Vi confesso che spero con voi di avere trovato i miei giovani e gagliardi Diogene pronti a fare con me, seppure non in motocicletta come i protagonisti del romanzo di cui vi ho parlato (anche perché nella mia Harley c’è posto per un solo passeggero), un viaggio lungo dei secoli, chiamato: storia della filosofia.

Ah, non vi ho ancora detto che la parola “filosofia” deriva dal greco “philo-sophìa”, che significa: amore (philo) per la sapienza (sophìa).
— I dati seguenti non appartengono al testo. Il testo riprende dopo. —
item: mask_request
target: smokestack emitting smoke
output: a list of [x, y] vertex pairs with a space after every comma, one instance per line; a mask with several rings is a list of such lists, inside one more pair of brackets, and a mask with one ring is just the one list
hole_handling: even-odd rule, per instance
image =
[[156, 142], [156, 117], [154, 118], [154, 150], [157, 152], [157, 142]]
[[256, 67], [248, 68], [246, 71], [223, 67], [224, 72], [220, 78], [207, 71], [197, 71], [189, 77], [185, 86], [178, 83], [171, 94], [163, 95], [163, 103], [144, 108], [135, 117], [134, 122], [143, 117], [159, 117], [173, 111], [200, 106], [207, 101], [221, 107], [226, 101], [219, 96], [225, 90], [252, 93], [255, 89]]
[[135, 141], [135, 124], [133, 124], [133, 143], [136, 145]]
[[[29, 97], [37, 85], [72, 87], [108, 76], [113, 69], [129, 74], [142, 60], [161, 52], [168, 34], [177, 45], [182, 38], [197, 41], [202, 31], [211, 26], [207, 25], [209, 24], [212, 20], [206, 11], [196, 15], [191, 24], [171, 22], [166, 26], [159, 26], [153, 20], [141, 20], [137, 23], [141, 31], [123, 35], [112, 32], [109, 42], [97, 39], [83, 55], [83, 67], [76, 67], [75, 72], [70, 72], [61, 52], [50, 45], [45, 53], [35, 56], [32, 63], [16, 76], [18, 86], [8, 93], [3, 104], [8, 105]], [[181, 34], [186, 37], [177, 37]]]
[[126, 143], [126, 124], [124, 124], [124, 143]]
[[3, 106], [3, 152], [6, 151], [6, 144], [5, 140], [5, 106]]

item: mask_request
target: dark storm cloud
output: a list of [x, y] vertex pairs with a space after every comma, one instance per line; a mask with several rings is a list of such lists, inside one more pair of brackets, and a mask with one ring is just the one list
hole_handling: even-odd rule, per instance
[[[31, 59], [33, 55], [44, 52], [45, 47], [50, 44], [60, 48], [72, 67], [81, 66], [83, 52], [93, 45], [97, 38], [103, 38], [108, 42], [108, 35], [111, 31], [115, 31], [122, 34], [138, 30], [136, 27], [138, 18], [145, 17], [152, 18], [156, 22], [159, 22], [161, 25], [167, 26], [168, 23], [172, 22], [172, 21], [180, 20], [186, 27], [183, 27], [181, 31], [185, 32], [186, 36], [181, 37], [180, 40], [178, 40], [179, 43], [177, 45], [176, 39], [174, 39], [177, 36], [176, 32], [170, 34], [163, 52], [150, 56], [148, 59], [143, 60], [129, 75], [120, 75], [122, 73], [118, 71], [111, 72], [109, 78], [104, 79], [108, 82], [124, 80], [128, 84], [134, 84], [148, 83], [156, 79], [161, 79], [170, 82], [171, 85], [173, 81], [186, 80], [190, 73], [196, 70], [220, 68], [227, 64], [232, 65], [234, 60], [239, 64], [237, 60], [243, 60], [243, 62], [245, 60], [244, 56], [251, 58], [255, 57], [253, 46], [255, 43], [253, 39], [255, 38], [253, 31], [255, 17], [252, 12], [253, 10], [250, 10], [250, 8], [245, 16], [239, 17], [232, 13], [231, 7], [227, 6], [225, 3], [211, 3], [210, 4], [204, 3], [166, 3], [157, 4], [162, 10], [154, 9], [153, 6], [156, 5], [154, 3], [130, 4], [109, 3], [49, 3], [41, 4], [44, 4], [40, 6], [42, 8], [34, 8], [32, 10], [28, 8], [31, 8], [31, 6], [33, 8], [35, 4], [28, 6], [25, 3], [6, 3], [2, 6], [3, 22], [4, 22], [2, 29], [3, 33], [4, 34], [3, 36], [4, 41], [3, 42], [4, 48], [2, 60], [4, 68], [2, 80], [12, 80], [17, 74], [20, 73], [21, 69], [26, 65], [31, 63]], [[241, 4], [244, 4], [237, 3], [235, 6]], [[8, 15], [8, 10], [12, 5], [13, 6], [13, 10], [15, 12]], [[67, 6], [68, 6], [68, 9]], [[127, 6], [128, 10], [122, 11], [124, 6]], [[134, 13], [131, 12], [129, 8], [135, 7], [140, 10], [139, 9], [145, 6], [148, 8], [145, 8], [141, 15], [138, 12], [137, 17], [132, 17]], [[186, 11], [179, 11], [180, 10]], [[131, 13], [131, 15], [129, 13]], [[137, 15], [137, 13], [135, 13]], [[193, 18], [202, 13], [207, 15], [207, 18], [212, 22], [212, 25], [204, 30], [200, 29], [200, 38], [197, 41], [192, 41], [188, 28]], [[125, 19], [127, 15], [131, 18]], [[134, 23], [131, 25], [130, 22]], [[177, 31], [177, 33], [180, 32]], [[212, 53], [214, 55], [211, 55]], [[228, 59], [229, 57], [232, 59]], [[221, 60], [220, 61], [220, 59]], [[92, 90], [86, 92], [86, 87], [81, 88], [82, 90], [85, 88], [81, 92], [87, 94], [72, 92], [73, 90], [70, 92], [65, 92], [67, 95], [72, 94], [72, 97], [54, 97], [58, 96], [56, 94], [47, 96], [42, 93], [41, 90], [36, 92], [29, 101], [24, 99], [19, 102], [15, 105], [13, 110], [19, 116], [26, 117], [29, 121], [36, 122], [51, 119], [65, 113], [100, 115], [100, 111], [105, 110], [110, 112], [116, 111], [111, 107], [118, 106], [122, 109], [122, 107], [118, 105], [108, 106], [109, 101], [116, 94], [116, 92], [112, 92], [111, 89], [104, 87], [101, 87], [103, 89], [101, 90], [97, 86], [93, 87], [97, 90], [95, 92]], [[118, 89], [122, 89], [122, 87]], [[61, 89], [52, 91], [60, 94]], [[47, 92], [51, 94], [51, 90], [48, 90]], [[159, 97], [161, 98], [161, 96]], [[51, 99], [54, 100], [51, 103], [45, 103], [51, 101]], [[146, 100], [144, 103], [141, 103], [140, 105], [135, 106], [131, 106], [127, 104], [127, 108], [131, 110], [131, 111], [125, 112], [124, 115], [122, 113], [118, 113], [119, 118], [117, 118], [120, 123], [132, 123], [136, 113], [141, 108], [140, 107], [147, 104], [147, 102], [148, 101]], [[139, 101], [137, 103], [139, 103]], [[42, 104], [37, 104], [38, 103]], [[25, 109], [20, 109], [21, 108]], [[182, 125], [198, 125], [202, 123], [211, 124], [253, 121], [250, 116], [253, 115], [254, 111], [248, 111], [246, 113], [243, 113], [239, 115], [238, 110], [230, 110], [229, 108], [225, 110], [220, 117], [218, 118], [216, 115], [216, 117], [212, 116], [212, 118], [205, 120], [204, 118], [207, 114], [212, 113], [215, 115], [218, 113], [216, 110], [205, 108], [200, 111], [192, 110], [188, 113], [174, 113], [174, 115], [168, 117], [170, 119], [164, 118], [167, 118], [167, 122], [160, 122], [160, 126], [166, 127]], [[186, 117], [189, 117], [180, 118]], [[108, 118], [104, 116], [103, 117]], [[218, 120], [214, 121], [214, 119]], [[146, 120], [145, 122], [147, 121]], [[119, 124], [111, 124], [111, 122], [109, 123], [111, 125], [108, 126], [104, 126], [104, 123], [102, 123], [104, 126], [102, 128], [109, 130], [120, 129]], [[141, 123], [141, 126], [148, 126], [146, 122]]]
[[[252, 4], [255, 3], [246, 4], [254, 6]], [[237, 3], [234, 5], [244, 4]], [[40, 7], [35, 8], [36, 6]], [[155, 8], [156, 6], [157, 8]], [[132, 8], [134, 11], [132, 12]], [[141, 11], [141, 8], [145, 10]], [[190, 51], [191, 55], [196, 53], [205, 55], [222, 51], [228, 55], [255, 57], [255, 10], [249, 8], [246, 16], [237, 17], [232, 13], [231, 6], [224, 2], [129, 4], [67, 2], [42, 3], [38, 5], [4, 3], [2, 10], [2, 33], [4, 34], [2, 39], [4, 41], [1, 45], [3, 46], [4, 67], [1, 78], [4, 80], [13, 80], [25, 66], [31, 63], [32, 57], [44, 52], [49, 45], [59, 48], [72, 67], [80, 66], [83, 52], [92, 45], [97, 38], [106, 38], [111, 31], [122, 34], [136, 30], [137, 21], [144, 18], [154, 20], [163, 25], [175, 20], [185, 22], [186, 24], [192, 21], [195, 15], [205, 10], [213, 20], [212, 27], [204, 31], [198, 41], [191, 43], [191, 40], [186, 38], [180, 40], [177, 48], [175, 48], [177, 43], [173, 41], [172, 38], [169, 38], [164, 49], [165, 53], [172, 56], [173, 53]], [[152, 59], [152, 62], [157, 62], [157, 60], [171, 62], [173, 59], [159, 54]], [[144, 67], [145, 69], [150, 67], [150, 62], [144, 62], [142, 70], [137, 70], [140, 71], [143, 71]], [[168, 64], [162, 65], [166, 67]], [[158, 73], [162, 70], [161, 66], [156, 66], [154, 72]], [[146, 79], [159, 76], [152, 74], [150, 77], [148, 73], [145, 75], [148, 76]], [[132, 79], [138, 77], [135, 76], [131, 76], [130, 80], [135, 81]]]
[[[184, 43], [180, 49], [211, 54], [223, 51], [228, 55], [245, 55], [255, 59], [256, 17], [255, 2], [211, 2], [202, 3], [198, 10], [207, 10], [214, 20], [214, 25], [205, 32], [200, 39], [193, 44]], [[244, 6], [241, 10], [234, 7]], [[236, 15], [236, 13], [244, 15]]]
“Nomen omen”, dicevano i Latini. Se si può dare loro ragione e davvero “il nome è un presagio” – questo vuol dire il proverbio – credo che la prospettiva per voi di studiare filosofia e, allo stesso tempo, diventare i filosofi che in realtà già siete – solo che non sapete di esserlo, “so di non sapere” diceva non a caso Socrate, il maestro di Platone e Aristotele – non sia poi da buttare.

Chiudo con una raccomandazione, mai scontata: studiate e vedrete che staremo bene insieme.

P.S. V’invito a non prendere per “oro colato” qualunque cosa vi dirò nel corso dell’anno. Anzi. Se non vi convince, mettete in discussione le mie ragioni, ma preoccupatevi dopo di convincermi della plausibilità delle vostre. La conoscenza è negoziazione inclusiva, non possesso esclusivo.